Guiding interactions:
The children in the study all screened positive for signs of autism on the Social Attention and Communication Surveillance-Revised measure at 9 to 14 months old. The tool is most accurate when administered several times, but many children take it only once before being referred to a specialist or not, says lead researcher Andrew Whitehouse, professor of autism research at the Telethon Kids Institute in Western Australia.
The parents of 50 babies learned to deliver the experimental therapy, called iBASIS-Video Interaction to Promote Positive Parenting (iBASIS-VIPP). During 10 biweekly sessions, the parents watched videos of their own interactions with their child, while a trained therapist offered them communication tips. The parents practiced their skills with their children for at least 15 minutes a day over the original five-month study period. The parents of another 53 children did not receive any training, but some received other therapies elsewhere.
The new work reassessed autism traits among 44 children from the control group and 45 children in the treatment group at ages 2 and 3, using the Autism Diagnostic Observation Schedule (ADOS). Clinicians also evaluated the children for autism at age 3.
Those whose parents had gone through training showed less pronounced autism traits than controls, when measured across the time period of 12 months to 3 years old. And three children in the treatment group received an autism diagnosis, compared with nine controls.

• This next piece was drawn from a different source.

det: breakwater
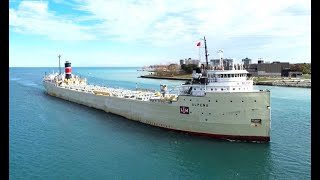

“The children falling below the diagnostic threshold still had developmental difficulties,” Whitehouse says. “However, what this study showed was that by working with each child’s unique differences, rather than trying to counter them, iBASIS-VIPP therapy has effectively supported their development throughout the early childhood years.”
The results jibe with studies of the same therapy in younger siblings of autistic children — so-called ‘baby sibs,’ who are about 20 times as likely to have autism as the general population. After their parents were trained using iBASIS-VIPP, the baby sibs showed a significant reduction in autism traits at age 3 as measured by the ADOS or the Autism Observation Scale for Infants, a 2017 study found.
Ethical issues:
The study’s primary outcome, trait severity differences, was statistically significant according to a one-tailed test, which examines only whether a treatment is more effective than the control condition. But the choice of a one-tailed test rather than a more stringent two-tailed one — which accounts for the possibility that a treatment may be either more or less effective than treatment as usual — boosted the odds that the findings would be statistically significant, Benasich says.
“That analytical choice precludes the opportunity to explore an effect in the other direction and, given the weak statistical results at one-tailed level, the likelihood is that the two-tailed results would not or did not reach significance,” Benasich says.
Autism diagnoses at age 3, the study’s secondary outcome, did meet conventional statistical significance thresholds for two-tailed testing, though a preregistered plan for conducting the study called for a one-tailed test, Whitehouse says.
The small number of participants also lessens confidence in the findings, says Regina Nuzzo, senior advisor for statistics communication at the American Statistical Association, who was not involved in the study.
Statistics notwithstanding, the investigation presents a “very rare” example of a research team doing everything in its power to evaluate an early autism intervention with minimal risks of bias, says Kristen Bottema-Beutel, associate professor of teaching, curriculum and society at Boston College in Massachusetts, who was not involved in the work.
“They checked all the boxes that researchers never check,” she says. For instance, the team preregistered its hypotheses and detailed how they randomized the groups.
But the premise of the study — what Bottema-Beutel calls a preemptive intervention to keep people from becoming autistic — raises ethical concerns, she says. “Many autistic traits are just differences, they’re not necessarily something that’s going to make it more difficult for you to achieve developmental milestones.”
The team is sensitive to this concern, Whitehouse says. “Our focus on supporting parent-child interactions is to support and enrich the social environment around the baby — creating learning opportunities for the baby that are tailored to the child’s unique abilities.”
He and his colleagues plan to continue following the children to see whether the effects detected in the study endure.